Grâce à son partenariat avec la Fondation Mastercard, FAWEZI prend en charge les frais de scolarité des communautés vulnérables et a récemment reçu un coup de pouce en recevant des ordinateurs portables comme outils d’apprentissage.

« Cela signifie en fait beaucoup. Cela peut faire une différence compte tenu d’où je viens, et je peux être un exemple pour mes frères et sœurs et pour la communauté d’où je viens », a déclaré Tshimanga.

L’intervention de FAWEZI est plus qu’une intervention auprès de Tshimanga et Heritier, qui étudient respectivement le génie chimique et les technologies de l’information à Harare Polytechnic.

Les étudiants n’ont plus besoin des ressources partagées et limitées offertes par l’établissement.

Plus de 192 étudiants issus de milieux vulnérables bénéficient du programme de bourses proposé par FAWEZI après un processus rigoureux.

Les bénéficiaires étudient désormais divers programmes dans les centres d’enseignement et de formation techniques et professionnels (EFTP) du pays.

La présidente exécutive du FAWEZI, Ruth Gora, a déclaré que le programme renforce les efforts de l’organisation en faveur de l’inclusion dans l’éducation des étudiants.
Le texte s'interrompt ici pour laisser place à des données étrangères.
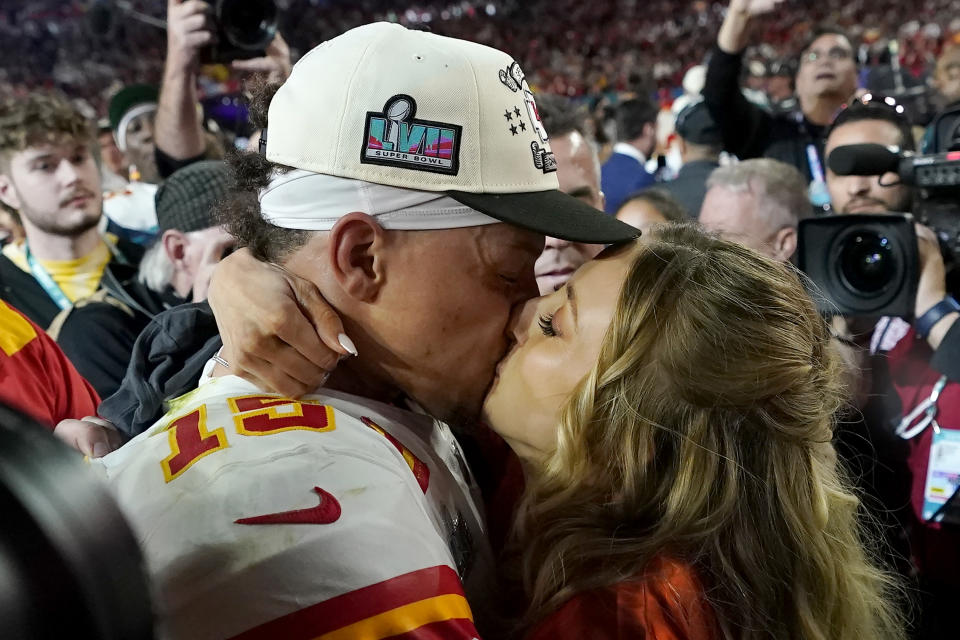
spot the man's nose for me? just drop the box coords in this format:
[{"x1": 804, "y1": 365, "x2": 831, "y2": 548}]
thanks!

« Les 192 représentent l’avenir du Zimbabwe – innovateurs, résolveurs de problèmes et leaders en devenir. Il s’agit d’un investissement dans votre croissance et votre succès continus.

« Cela reflète la vision du FAWEZI d’une société inclusive où toutes les disparités entre les sexes dans l’éducation sont éliminées et où les filles et les jeunes femmes ont les moyens de se transformer socio-économiquement », a déclaré Gora.
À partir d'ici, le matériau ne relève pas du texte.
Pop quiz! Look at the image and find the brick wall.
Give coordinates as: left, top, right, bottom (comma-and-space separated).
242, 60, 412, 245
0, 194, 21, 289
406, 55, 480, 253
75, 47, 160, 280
Le vice-ministre de la Fonction publique, du Travail et de la Protection sociale, Mercy Dinha, a fait écho aux sentiments de Gora, soulignant l’intégration des réfugiés dans leur programme.

« Cette cohorte reflète notre engagement national en faveur de l’équité entre les sexes, les femmes étant majoritaires, et comprend également 10 étudiants handicapés et 12 réfugiés dont la participation enrichit notre avenir collectif national », a déclaré Dinha.

Pour Heritier, ce qui semblait un rêve lointain est désormais devenu réalité, devenant l’un des rares réfugiés à poursuivre des études au-delà du secondaire dans le pays.

« Je crois maintenant qu’être réfugié ne signifie pas que vous avez été rejeté. C’est une opportunité d’avoir une vie meilleure. Je crois qu’en avançant, j’y parviendrai », a déclaré Heritier.